Description
Describe the bug
When building base_create_snowplow_sessions_lifecycle_manifest with the snowplow__user_sql
var populated, or if snowplow__user_identifiers
has > 1 value, if the value produced is inconsistent throughout a session, the value chosen as user_identifier
can be unexpected because the values are aggregated via max()
.
This can occur for instance if user_id
is one of the preferred values and one or more event in the session does not have a user_id
; e.g. with a snowplow__user_sql
like coalesce(user_id, domain_userid)
if some events are missing the user_id
, then the domain_userid
will be selected for those events instead; the final user_identifier
when will be whichever value is largest, which will not consistently be user_id
if the random domain_userid
happens to be larger.
This is unexpected because the intent between coalescing multiple values is generally that the first found value is preferred but you will randomly get other values.
For snowplow__user_identifiers
, it would be preferable if rather than max(coalesce(..., ..., ...))
the computation was coalesce(max(...), max(...), max(...))
so preferences would be more deterministic.
For snowplow__user_sql
you can not use this approach because you can not nest aggregate functions.
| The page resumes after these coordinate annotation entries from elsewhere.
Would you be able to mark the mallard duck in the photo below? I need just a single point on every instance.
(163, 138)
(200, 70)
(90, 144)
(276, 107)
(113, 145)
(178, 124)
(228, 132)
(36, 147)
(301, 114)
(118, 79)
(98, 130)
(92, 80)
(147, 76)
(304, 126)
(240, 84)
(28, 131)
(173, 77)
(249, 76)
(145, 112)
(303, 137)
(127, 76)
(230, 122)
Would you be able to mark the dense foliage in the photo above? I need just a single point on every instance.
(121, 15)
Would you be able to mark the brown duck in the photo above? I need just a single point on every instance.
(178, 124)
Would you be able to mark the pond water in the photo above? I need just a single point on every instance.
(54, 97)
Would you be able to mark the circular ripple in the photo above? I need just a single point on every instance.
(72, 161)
As a temporary workaround we're using an approach like:
coalesce(
max(user_id),
max(domain_userid),
max(network_userid)
)) over (partition by session_identifier
to turn the outer max()
call into a window function and allow the inner aggregates; this is obviously undesirable.
Steps to reproduce
- Configure
user_identifier
options that are inconsistent throughout a session - Get unexpected
user_identifier
values
Expected results
snowplow__user_sql: "coalesce(max(user_id), max(domain_userid), max(network_userid))"
select session_identifier, coalesce(max(user_id), max(domain_userid)) user_identifier
from (
select 'a' session_identifier, null user_id, '1' domain_userid
union all
select 'a' session_identifier, '2' user_id, '1' domain_userid
union all
select 'b' session_identifier, null user_id, '3' domain_userid
union all
select 'b' session_identifier, '2' user_id, '3' domain_userid
)
group by 1
session_identifier | user_identifier |
---|---|
a | 2 |
b | 2 |
Actual results
snowplow__user_sql: "coalesce(user_id, domain_userid, network_userid)"
select session_identifier, max(coalesce(user_id, domain_userid)) user_identifier
from (
select 'a' session_identifier, null user_id, '1' domain_userid
union all
select 'a' session_identifier, '2' user_id, '1' domain_userid
union all
select 'b' session_identifier, null user_id, '3' domain_userid
union all
select 'b' session_identifier, '2' user_id, '3' domain_userid
)
group by 1
session_identifier | user_identifier |
---|---|
a | 2 |
b | 3 |
Which database are you using dbt with?
- postgres
- redshift
- bigquery
- snowflake
- databricks
- other (specify: ____________)
Additional context
This won't impact most users that use the default identifier settings, but for those that have their own surrogate values used for user identification if an event is missing the surrogates for any reason this issue occurs.